The German cruiser “Karlsruhe” led the invasion on Kristiansund on April 9, 1940 before being torpedoed later that day by British sub HMS Truant.
Norwegian power network operator Statnett said the “grave” of the vessel has finally been discovered during an inspection of a subsea power cable.
An ROV, launched from the Olypmic Taurus offshore support vessel, found the Nazi warship around 15 metres from an undersea power cable between Norway and Denmark.
Sonars used during inspections in 2017 first indicated that a huge warship was lying under the sea, but over this summer the Statnett ROV team confirmed the find, 13 nautical miles from Kristiansund in Southern Norway.
Stattnett said Oceaneering, TechnipFMC and Isurvey were among the companies that helped with the discovery, which all have presences in the Aberdeen area.
Frode Kvalo, archaeologist and researcher at the Norwegian Maritime Museum, said: “You can find Karlsruhe’s fate in history books, but no one has known exactly where the ship sunk. Moreover, it was the only large German warship that was lost during the attack on Norway with an unknown position.
“After all these years we finally know where the graveyard to this important warship is.”
The vessel, 174metres long, is equipped with nine cannons which led the charge on Kristiansund in 1940.
Ole Hobberstad, senior project engineer at Statnett, said: “When the ROV results showed us a ship that was torpedoed, we realized it was from the war.
“As the cannons became visible on the screen, we understood it was a huge warship. We were very excited and surprised that the wreck was so big.
“To find such a special war wreck is rare and extra fun for us who work with underwater investigations.”
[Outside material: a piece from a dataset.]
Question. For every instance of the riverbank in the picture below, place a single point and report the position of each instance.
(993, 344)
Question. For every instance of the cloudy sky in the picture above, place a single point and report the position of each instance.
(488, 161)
The Karlsruhe attacked and helped take Kristiansund, but it was damaged in the process and its fate was sealed later that afternoon when it came under fire from the HMS Truant.
After being torpedoed by the sub, the Karlsruhe was ordered to be sank by the German navy.
Images captured by the ROV show a “rare sight”, Statnett said, as normally large warships turn around when they sink.
However the vessel stands firms 490metres below sealevel, with cannons “pointing menacingly” into the sea.
While unexploded WW2 bombs near windfarm sites are fairly common for the industry, finding an actual warship is very rare.
However last year Aberdeen-based Viewport 3 unveiled its role in using subsea scanning tech in finding a US submarine destroyed off Alaska.